Empresas públicas têm um problema surpreendentemente básico: muitas vezes não sabem quem possui suas ações. Carlos Domingo, co-fundador e CEO da Securitize, aposta que a blockchain pode resolver isso, e está colocando as próprias ações de sua empresa em jogo para provar isso.
A Securitize, que recentemente foi listada na NYSE sob o ticker SECZ, está apresentando registros onchain como o registro acionário autoritativo para empresas públicas. O sistema tradicional, construído em torno da Depository Trust Company, cria camadas de intermediários que obscurecem quem realmente detém as ações de uma empresa.
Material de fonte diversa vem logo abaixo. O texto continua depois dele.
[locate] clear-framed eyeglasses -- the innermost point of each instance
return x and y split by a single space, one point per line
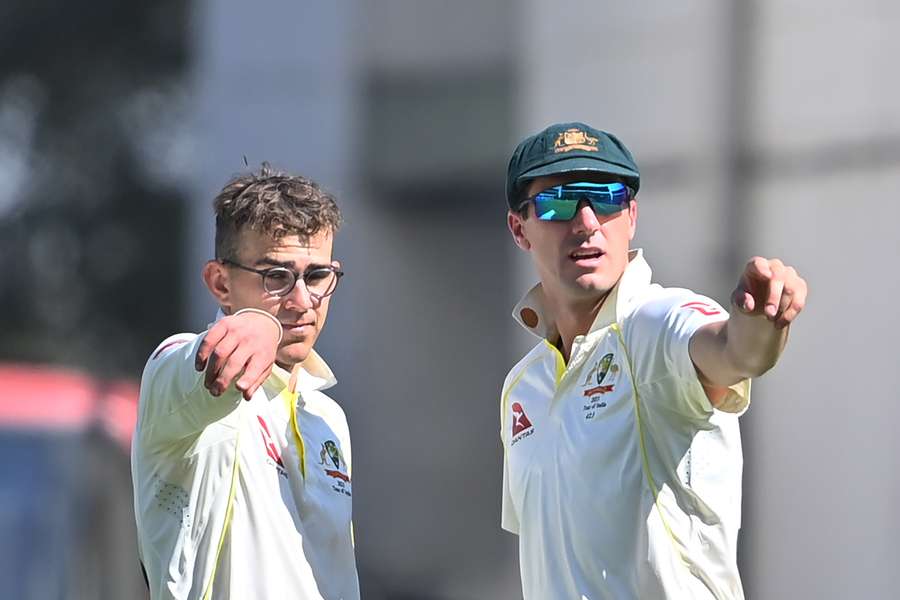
321 281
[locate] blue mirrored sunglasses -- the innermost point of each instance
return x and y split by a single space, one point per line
560 203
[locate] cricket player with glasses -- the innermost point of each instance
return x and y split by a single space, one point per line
240 462
622 452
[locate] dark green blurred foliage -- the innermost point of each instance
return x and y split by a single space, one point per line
92 201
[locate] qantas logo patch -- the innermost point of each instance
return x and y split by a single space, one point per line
522 426
271 448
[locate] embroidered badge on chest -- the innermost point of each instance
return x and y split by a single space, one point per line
601 379
522 427
274 455
330 456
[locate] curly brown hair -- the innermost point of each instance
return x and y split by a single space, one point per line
274 203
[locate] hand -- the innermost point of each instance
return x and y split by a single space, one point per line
770 288
241 346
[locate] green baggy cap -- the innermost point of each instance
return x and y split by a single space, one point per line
566 147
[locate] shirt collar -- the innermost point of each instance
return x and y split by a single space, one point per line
533 314
313 373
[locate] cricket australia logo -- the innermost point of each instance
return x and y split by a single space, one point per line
522 427
600 380
330 456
O problema DTC, explicado simplesmente
Quando você compra ações por meio de uma corretora, seu nome não aparece nos livros da empresa como proprietário direto. Em vez disso, o DTC detém ações em "nome de rua" por meio de uma cadeia de custodiantes e corretores. A empresa emissora das ações vê apenas algumas grandes instituições em seu registro, não os milhões de investidores individuais que realmente possuem partes do negócio.
Isso torna ações corporativas rotineiras, como a distribuição de dividendos, a realização de votações por procuração ou simplesmente a comunicação com os acionistas, muito mais complicadas do que precisam ser. O modelo da Securitize inverte isso ao usar a blockchain como o livro oficial de propriedade. Como agente de transferência registrado na SEC, a empresa permite que emissores mantenham controle direto sobre suas tabelas de capitalização.
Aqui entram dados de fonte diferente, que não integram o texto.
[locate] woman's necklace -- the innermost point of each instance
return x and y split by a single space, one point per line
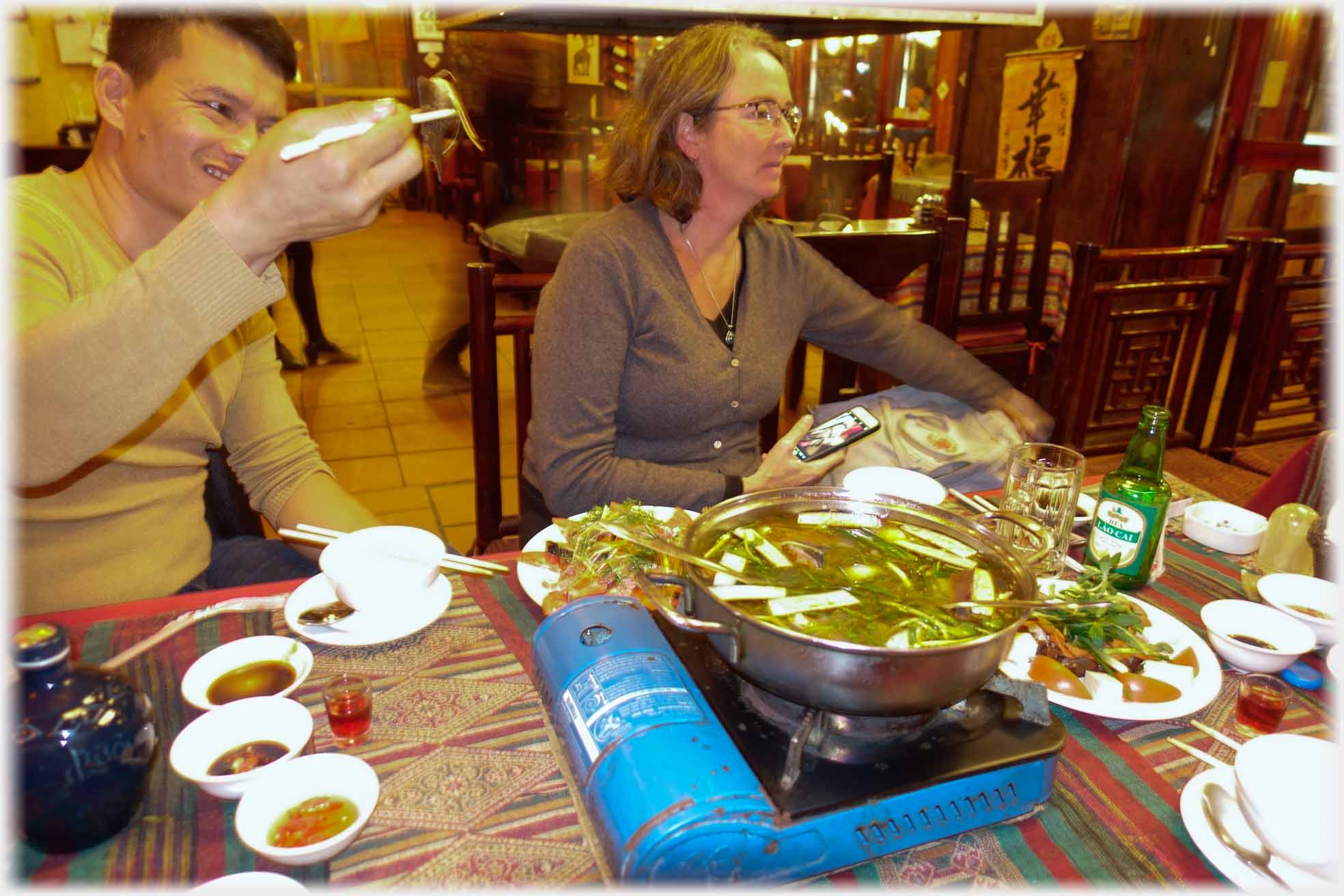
731 320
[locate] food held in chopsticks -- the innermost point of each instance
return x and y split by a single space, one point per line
591 561
1100 652
862 579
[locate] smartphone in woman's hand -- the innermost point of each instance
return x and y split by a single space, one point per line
840 430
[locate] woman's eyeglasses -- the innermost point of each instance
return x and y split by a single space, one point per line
769 112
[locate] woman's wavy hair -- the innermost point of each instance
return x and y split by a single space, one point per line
641 159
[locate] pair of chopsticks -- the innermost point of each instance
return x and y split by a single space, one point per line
193 617
319 535
346 132
1199 754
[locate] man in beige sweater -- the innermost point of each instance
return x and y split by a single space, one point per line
140 285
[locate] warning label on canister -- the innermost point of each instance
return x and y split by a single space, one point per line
620 696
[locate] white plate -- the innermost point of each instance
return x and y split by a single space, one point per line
361 629
1222 857
537 580
249 880
1163 626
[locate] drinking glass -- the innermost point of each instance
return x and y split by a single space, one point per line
1261 703
350 707
1044 483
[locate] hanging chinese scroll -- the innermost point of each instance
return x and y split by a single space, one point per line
1038 112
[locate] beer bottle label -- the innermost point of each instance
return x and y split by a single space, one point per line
1120 529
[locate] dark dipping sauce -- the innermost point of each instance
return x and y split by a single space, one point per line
1308 611
254 680
247 758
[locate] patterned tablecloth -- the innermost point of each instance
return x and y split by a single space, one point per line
473 792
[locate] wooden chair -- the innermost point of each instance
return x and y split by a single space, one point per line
1138 319
878 262
494 529
837 184
554 150
1276 389
484 326
460 186
1000 332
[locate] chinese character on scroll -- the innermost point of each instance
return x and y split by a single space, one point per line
1037 115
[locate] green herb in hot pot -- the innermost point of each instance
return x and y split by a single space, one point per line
591 561
862 579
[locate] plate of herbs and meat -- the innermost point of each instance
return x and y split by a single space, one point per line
1125 660
577 558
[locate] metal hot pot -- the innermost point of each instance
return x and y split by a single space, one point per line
838 676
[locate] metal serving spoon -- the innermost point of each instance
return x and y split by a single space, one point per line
1216 800
324 614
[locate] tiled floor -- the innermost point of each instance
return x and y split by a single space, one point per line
386 292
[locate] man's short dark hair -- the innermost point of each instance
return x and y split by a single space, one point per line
141 38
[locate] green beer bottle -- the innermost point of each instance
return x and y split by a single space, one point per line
1132 507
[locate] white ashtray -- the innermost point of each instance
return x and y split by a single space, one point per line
1224 527
897 483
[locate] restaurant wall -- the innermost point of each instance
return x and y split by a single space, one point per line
1141 122
40 109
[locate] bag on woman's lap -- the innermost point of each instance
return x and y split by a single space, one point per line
923 432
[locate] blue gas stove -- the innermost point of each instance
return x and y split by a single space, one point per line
692 774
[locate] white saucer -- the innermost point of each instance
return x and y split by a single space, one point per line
1222 857
361 629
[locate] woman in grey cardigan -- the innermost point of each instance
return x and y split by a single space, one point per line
663 337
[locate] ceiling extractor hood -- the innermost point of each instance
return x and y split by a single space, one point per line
784 19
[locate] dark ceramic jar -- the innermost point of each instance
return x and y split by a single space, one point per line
85 739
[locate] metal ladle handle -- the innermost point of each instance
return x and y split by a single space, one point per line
679 619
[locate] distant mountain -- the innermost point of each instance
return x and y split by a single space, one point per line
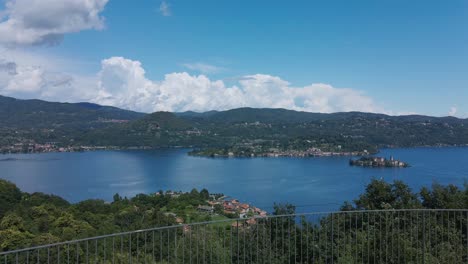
18 113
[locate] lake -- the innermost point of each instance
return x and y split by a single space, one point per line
312 184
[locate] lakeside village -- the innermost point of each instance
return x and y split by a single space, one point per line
52 147
275 153
220 207
378 162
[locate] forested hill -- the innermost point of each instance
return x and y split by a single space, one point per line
37 113
243 130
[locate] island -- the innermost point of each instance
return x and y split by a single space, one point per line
273 152
378 162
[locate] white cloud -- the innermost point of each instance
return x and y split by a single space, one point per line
165 9
203 67
123 83
31 75
32 22
453 111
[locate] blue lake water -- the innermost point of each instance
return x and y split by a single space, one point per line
313 184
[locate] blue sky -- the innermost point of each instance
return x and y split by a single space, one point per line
406 56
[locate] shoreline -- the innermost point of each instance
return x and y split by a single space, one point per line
266 155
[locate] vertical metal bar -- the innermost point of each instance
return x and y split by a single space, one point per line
424 239
105 248
113 249
386 237
355 237
87 252
331 241
289 240
238 242
138 246
190 243
146 246
130 248
160 245
307 240
368 237
168 246
154 259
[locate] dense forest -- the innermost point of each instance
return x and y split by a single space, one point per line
24 123
355 234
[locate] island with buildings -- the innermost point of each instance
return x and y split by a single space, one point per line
378 162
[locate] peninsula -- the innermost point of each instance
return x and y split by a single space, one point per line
378 162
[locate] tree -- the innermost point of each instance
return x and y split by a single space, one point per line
10 195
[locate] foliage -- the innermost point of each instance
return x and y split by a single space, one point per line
353 235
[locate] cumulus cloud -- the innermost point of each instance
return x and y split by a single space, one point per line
203 67
122 82
32 22
165 9
453 111
28 75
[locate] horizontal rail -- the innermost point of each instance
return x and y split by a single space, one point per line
229 220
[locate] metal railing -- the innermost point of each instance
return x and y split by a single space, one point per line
381 236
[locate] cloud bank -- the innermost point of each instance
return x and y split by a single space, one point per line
165 9
35 22
123 83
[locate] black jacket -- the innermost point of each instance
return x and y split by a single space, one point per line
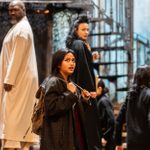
58 131
138 121
107 120
136 113
84 76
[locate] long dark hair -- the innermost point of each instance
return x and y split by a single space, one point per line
141 81
82 18
57 59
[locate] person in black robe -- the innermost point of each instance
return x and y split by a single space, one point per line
136 111
106 116
63 123
84 76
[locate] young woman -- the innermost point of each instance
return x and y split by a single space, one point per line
63 127
84 75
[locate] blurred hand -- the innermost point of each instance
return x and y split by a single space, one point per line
85 94
95 55
7 87
119 147
103 142
71 87
93 95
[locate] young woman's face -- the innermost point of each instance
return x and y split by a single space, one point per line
68 65
16 12
83 31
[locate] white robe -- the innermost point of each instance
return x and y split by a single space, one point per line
18 67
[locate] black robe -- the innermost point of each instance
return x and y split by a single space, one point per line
63 112
84 76
107 120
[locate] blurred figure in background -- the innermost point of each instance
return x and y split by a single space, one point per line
106 116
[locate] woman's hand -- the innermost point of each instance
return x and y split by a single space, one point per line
103 142
93 95
7 87
119 147
85 94
95 55
71 87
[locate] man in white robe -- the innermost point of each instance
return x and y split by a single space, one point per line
18 81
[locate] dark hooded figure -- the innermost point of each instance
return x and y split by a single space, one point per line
138 111
84 76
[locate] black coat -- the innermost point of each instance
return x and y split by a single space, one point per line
84 76
136 113
59 123
107 120
138 121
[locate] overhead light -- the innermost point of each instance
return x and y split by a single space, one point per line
41 1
Da teoria à realidade da NYSE
Em 2 de julho de 2026, a empresa estreou na Bolsa de Valores de Nova York e, simultaneamente, tokenizou US$ 295 milhões de suas próprias ações ordinárias nas blockchains Solana e Avalanche. Isso a torna o maior evento de equity tokenizado até hoje.
A estrutura tokenizada permite negociação e liquidação onchain 24/7 para investidores elegíveis, uma melhoria significativa em relação às horas de mercado tradicionais e ao ciclo de liquidação T+1 sob os quais as ações dos EUA operam atualmente, mantendo plena conformidade com as regulamentações de valores mobiliários existentes.
A parceria da empresa com a Computershare, anunciada em abril de 2026, adiciona credibilidade institucional. A Computershare é o maior agente de transferência do mundo, atendendo aproximadamente 60% das empresas do S&P 500. Juntas, as duas empresas introduziram Tokens Patrocinados pelo Emisor, ou ISTs, que permitem que empresas públicas dos EUA tokenizem suas ações enquanto preservam todos os direitos dos acionistas.
Os ISTs funcionam como uma envoltória digital em torno de ações existentes. Os acionistas ainda recebem direitos de voto, distribuições de dividendos e todas as proteções legais que teriam no sistema tradicional, com o registro de propriedade armazenado em uma blockchain em vez de em um banco de dados mantido por uma série de intermediários.
O que isso significa para o mercado como um todo
A Securitize atualmente gerencia cerca de US$ 4 a US$ 5 bilhões em ativos tokenizados. Isso é significativo para uma empresa nesse espaço, mas é um arredondamento em comparação com o mercado de ações dos EUA, que totaliza uma estimativa de US$ 70 trilhões.
Para investidores, a transição para registros de acionistas na cadeia introduz vários benefícios práticos: maior transparência por meio da verificação em tempo real da propriedade, liquidação acelerada que reduz o risco de contraparte e melhor transferibilidade para investidores elegíveis.
O modelo verticalmente integrado da Securitize, que combina serviços de agente de transferência com tecnologia de tokenização, confere a ela uma vantagem estrutural sobre concorrentes que oferecem apenas uma parte do quebra-cabeça. A empresa controla toda a pilha, desde a emissão até o comércio e o liquidação.